— Давай! Врежь ему! Бей промеж глаз!
Думаете, это Джошуа Редман поддерживает своего закадычного друга Сэмюеля Грэйва? Советы даёт? Неправильно думаете, сэр!
Сэму не до кулачного боя. Сэм сидит на полу, вытянув ноги, кровь в два ручья течёт из носа на грудь, а знаменитые на весь Элмер-Крик кувалды висят самым позорным образом. Малое дитя сейчас надерёт Сэму его чёрную, как вакса, задницу, а он и ухом не поведёт.
Какие уши, если тебя вырубили?
— Давай! Бей! Расквась ему рожу!
И в страшном сне Джошу не привиделось бы, что он станет поддерживать — да что там! — болеть всей душой за сволочного тахтона. А что делать? За кого болеть, если тахтон, как ни крути, свой, а незваный гость — чужой? Чёрти кто с железными пятками?!
— Сади в ухо! В ухо, говорю!
Сразу после выстрела, как раз когда Сэм получил по морде, Джошево тело подорвалось с кровати, словно его змея между ног укусила — и кинулось в драку. Да так, что Джош сам себе обзавидовался. Гость тоже не сплоховал: бьёт, пинает, тычет. В комнате теснотища. Кровати, шкаф, подоконник. Стулья, зеркало на стене. Тумбочка с кувшином воды. Кто иной уже сцепился бы грудь в грудь, запнулся обо что-нибудь — и покатился в угол.
Нет, не катятся. Машутся почём зря. Как и помещаются-то? Не иначе, в юности с цирком ездили — прятались в ящик, а их там пилой распиливали.
— Дери с него шкуру! Свежуй!
Крутится карусель, летают стулья. Зеркало упало, разбилось. Кувшин вдребезги, вода вытекла. Тумбочка перевернулась, но вроде цела.
— Кончай с ним!
Будь в комнате светло как днём, и то бы Джош немного разглядел. Одно ясно: тахтон бьёт выродка, как бил на площади Майкла Росса, земля пухом Большому Майку. Смысла в ударах с гулькин нос, только Джош уже знает, чем это дело кончается.

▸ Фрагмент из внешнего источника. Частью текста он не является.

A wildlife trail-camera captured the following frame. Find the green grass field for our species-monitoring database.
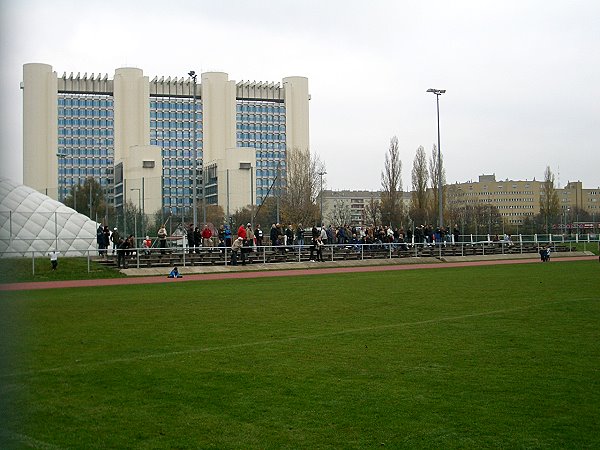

Незваный гость вертится, юлит. Бережётся, словно стеклянный. Если случай подворачивается, лупит тахтона в хвост и в гриву.
— Что ж ты творишь, сукин сын!
Жалко, сэр. Видели, как в лоб прилетело? Это же мой лоб, сэр, и рёбра мои, и вся шкура целиком. Другой такой шкуры не купить — ни в Элмер-Крик, ни в самом Майн-Сити. Каждый удар, доставшийся тахтону, рвёт сердце на части. Аж дух захватывает, сэр! Что ещё у духа захватывать, если не дух?
— Вали его! Насмерть бей!
Были бы руки, схватился бы за револьвер. Палить в суматохе — дело гиблое, можно себя подстрелить. Кого себя, сэр? Того себя, который дерётся. Но можно и блефануть: «Стоять! Не двигаться! Руки вверх!» Испугались бы, подчинились. Вон он, Сэмов «ремингтон», под кровать улетел. Есть ствол, да взять нечем. Есть чем крикнуть, да никто не услышит.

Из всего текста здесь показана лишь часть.